It he does get back to running at his previous gold medal levels it will merely underline the determination and commitment he has shown at a time when the easiest thing would have been to have bowed out gracefully and lived off the fact he is one of only nine British male athletes to win an individual World Championship title.

“One failed groin operation led to three others and I just felt I hadn’t been looked after properly. I was sent to the wrong person and the first operation didn’t go well. I had some mesh put in and then had to have it removed,” said Greene.

“I had three or four months off again last year, was able to do some slow jogging in June, but wasn’t able to training properly until September. I went to South Africa in November to try to get the qualification time, but didn’t finish the race.”
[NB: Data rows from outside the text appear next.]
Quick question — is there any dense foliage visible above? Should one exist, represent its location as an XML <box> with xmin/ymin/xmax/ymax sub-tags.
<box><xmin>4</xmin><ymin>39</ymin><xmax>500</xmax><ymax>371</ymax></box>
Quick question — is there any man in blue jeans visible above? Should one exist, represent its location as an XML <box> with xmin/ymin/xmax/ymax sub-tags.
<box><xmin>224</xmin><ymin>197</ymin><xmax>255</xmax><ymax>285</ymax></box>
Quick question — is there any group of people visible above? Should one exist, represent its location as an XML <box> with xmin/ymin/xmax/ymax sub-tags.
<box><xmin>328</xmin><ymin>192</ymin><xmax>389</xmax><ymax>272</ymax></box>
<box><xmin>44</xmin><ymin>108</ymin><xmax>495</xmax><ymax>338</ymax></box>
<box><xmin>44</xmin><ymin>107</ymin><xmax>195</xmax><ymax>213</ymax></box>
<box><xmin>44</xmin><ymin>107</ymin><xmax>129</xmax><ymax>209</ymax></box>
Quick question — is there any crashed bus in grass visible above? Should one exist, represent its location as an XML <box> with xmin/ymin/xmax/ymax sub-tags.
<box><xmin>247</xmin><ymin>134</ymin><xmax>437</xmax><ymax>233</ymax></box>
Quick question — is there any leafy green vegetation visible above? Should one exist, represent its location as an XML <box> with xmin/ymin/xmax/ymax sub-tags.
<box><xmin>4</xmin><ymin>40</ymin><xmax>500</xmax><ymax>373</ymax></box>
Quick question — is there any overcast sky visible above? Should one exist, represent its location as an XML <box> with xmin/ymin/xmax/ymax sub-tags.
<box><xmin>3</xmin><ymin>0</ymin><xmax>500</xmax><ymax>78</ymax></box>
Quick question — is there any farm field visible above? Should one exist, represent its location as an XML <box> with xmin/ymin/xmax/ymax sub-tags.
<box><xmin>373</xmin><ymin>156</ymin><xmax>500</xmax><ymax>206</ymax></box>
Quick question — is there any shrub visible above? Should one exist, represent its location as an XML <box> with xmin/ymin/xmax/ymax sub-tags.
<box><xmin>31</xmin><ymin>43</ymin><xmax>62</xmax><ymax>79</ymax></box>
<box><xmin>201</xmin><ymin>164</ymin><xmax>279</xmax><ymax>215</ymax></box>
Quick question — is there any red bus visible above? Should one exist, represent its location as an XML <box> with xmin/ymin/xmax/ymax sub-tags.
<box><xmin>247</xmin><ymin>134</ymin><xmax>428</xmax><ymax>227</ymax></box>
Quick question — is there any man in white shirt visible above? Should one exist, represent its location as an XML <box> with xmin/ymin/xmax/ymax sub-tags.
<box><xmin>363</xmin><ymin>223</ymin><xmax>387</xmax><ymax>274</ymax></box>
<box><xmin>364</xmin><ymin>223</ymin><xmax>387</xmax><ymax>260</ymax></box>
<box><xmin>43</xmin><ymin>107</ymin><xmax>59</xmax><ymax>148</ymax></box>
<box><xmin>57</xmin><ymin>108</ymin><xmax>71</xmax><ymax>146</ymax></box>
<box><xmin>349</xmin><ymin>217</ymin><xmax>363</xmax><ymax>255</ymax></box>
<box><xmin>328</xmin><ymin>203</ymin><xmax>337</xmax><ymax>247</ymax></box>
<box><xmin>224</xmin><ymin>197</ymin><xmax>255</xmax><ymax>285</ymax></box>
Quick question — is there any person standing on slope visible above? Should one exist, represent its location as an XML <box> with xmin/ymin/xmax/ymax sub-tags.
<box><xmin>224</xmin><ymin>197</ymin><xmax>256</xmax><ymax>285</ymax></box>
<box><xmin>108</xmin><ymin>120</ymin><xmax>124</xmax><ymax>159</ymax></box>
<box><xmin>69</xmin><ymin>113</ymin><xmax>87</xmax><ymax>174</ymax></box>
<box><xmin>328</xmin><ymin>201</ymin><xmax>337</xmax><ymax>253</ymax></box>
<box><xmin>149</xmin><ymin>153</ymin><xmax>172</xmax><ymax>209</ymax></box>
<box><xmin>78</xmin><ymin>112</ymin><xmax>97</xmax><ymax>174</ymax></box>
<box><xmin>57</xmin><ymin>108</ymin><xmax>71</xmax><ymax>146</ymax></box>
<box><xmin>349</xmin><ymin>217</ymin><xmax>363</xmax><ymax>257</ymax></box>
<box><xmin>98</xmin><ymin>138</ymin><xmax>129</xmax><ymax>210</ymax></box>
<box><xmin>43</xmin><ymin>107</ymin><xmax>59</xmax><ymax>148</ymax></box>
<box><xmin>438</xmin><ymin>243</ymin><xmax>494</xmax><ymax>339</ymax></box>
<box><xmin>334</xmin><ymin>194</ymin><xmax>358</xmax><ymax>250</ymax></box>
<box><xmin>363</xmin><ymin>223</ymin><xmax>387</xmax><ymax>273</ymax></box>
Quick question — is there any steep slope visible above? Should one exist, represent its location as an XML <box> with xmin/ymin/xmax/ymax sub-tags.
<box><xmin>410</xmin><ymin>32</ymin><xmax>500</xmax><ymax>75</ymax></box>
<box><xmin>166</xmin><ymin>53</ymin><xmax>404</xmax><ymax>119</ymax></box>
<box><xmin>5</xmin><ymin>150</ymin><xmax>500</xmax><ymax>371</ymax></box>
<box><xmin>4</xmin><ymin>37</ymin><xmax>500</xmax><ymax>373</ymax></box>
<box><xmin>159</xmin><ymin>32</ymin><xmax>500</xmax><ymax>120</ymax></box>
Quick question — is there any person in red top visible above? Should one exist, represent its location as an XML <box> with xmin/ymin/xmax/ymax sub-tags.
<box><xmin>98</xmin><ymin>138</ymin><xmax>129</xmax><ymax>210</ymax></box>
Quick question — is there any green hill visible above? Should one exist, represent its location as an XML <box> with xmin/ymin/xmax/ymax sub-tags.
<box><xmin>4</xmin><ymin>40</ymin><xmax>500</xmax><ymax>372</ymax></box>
It has been hit or miss ever since he finished fourth at the London Olympics in 2012, when he was the British men’s team captain. As the injury problems mounted, so his funding options dried up and his resole was tested even more.

He has had to fund his training and search for races out of his own pocket and even paid to return to Cardiff from a training camp in Tenerife to appeal the original decision by Team Wales not to accept his nomination from Welsh Athletics for a place on the team.

“When Team Wales didn’t accept my nomination I decided I had to appeal my case personally to try to change what I believed was a misunderstanding of my position and in their perception of me. Thankfully they listened to me and gave me a chance to prove myself,” he said.

“I was sponsored for the first few years I was injured, and Welsh Athletics have given me some fantastic support recently, but I haven’t had any sponsorship or funding since the end of 2016. I’ve been doing something I love, but not doing something that earns me a living.

“I love training, working hard and racing. I was never going to give up, even though I have had live off the money I earned in the past. I’ve never been financially motivated. I’m motivated by going to major championships and winning medals.”

Just how far that motivation will take him is anyone’s guess. But nobody can afford to write him off after his recent exploits in South Africa.